New Orleans Delight
Credit: Christopher Hirsheimer
(Meringues Topped with Coffee Ice Cream and Praline Sauce)
SERVES 4
The late Alan Hooker, who founded the Ranch House restaurant in Southern California's Ojai Valley, once said his philosophy of desserts was to try "to invent things I felt people would like." He called this recipe "New Orleans Delight," and we like it a lot.
FOR THE MERINGUES:
2 egg whites
Pinch salt
3⁄4 cup sugar
Dash vanilla extract
FOR THE PRALINE SAUCE:
1 cup firmly packed brown sugar
1⁄4 cup light corn syrup
1 tbsp. butter
1⁄3 cup heavy cream
1 tsp. light molasses
Dash maple extract
FOR THE GARNISH:
1 pint coffee ice cream
24 pecan halves
1. For the meringues: Preheat oven to 275°. Whisk egg whites and salt in a bowl until foamy. Gradually incorporate sugar and vanilla; continue whisking until stiff peaks form.

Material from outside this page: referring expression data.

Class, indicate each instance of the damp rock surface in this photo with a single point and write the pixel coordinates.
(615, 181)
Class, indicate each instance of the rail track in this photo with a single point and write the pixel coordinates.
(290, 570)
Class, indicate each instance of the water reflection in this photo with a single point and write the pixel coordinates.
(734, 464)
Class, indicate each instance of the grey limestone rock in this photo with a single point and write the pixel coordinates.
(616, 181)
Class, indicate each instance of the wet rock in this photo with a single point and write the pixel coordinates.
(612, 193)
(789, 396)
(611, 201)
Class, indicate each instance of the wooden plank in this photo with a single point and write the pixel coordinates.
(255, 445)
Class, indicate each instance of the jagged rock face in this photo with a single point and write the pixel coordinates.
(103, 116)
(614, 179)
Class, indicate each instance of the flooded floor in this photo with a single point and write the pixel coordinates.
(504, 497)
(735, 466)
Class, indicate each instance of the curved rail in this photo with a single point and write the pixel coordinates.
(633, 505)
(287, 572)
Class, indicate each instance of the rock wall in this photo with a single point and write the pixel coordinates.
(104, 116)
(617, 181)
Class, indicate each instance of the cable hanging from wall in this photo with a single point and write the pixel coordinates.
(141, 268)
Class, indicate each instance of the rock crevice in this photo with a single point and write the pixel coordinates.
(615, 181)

2. Line a baking sheet with parchment paper. Spoon egg whites onto parchment, forming four 3" × 1/2" meringues. Bake until cooked through, 55–60 minutes. Remove meringues from parchment while still warm.

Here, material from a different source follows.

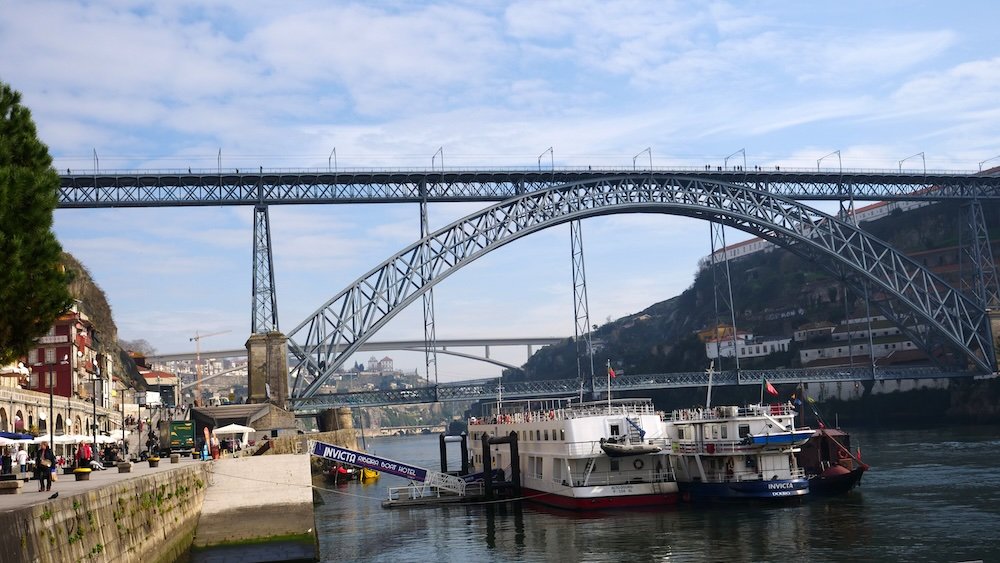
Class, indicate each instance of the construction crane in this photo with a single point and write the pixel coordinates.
(197, 361)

3. For the praline sauce: Stir together brown sugar, corn syrup, butter, heavy cream, molasses, and maple extract in a saucepan. Bring to a boil over medium heat. Stir constantly until sugar has dissolved and mixture reaches 220° on a candy thermometer, about 13 minutes. Remove from heat and allow to cool to room temperature.
4. To serve, place a meringue on each of four plates. Top each meringue with a generous scoop of ice cream, spoon 1/4 cup praline sauce over ice cream and around meringue, and scatter 6 pecan halves over each dessert.